Developing a pipeline to optimize stimulation protocols;
Preparing the multicentric crossover general study GS-3: production of stimulation devices and accessories, protocol writing.
RT3:
Applying independent component analysis (ICA) on spikes and high-frequency oscillations (SEEG) to improve the definition of the epileptogenic zone (EZ) and surgical outcomes for epileptic patients;
Applying ICA and source localization to SEEG recordings, in cases of suboptimal electrode implantation, to improve diagnostic outcomes for epilepsy surgery;
Building PS-1 and PS-2 protocols, approvals, patient inclusions, data collection, monitoring and statistical analyses;
Extending PS-1 protocol for tDCS responders. One patient was included;
Studying functional connectivity (FC) changes in MEG in patients having tDCS (PS-1) and correlating with the prognosis;
Studying the influence of extent and depth of EZ on the effect of tDCS in PS-1 patients;
Evaluating changes in FC, spectral density and spike rate after applying tDCS or tACS during SEEG recording (PS-2);
Preparation of GS-3: the clinical investigation plan was written in collaboration with other partners, definition of data flow and patient follow-up. Approvals are still pending.
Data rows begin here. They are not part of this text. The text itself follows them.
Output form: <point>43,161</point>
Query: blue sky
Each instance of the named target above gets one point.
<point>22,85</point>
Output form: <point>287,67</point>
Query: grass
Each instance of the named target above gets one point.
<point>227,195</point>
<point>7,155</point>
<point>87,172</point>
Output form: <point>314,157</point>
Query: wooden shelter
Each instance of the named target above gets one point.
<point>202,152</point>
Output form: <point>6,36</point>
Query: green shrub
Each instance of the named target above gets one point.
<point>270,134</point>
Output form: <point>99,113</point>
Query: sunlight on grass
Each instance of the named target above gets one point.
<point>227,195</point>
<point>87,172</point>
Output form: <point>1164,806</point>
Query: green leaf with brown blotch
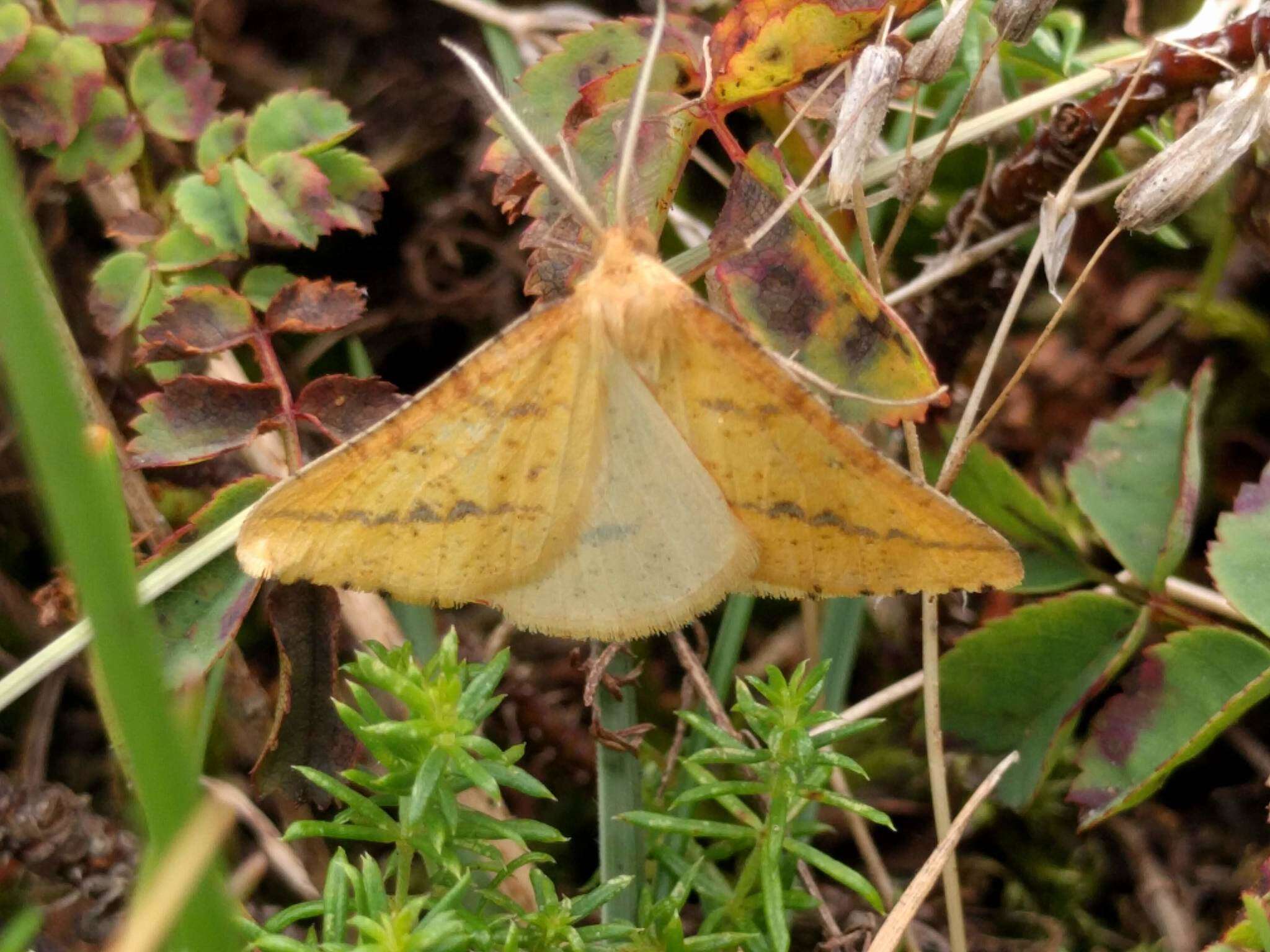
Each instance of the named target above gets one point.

tCS is a rapidly developing technique of non-invasive brain stimulation. Its effects result from persistent, weak E-fields at low frequencies acting on neurons and neuronal circuitry. tCS is recognized for its applicability and safety in epileptic patients. However, it is not yet indicated as a standard treatment for non-surgical epilepsies. This situation results from the absence of a science-based strategy for defining target networks and protocols. Currently, stimulation parameters are empirically chosen based on safety considerations or clinical experience, without a strong rationale about how cortical excitability is altered by induced E-fields, network effects, and how these effects result in plastic changes.
Our ambition is to combine science, engineering and clinical research to disentangle the mechanisms of interaction of weak E-fields with brain networks and to develop novel non-invasive patient-specific therapeutic procedures.
Galvani's main objective is to improve the care of incurable epileptic patients, providing a personalized therapeutic solution based on non-invasive brain electrical neuromodulation. The inflection point is to achieve optimal control of seizures from a bottom-up, model-based, mechanistic understanding of dynamic weak E-fields effects on target large-scale brain networks.
Until the end of the project, expected results are two-fold. First, from a clinical viewpoint, we will better identify patients who are potential responders or non-responders to tDCS. Second, from a methodological viewpoint, we will show that the critical features of pathological epileptic networks can effectively be captured in personalized HBMs, developed to optimize non-invasively delivered E-fields of clinical value.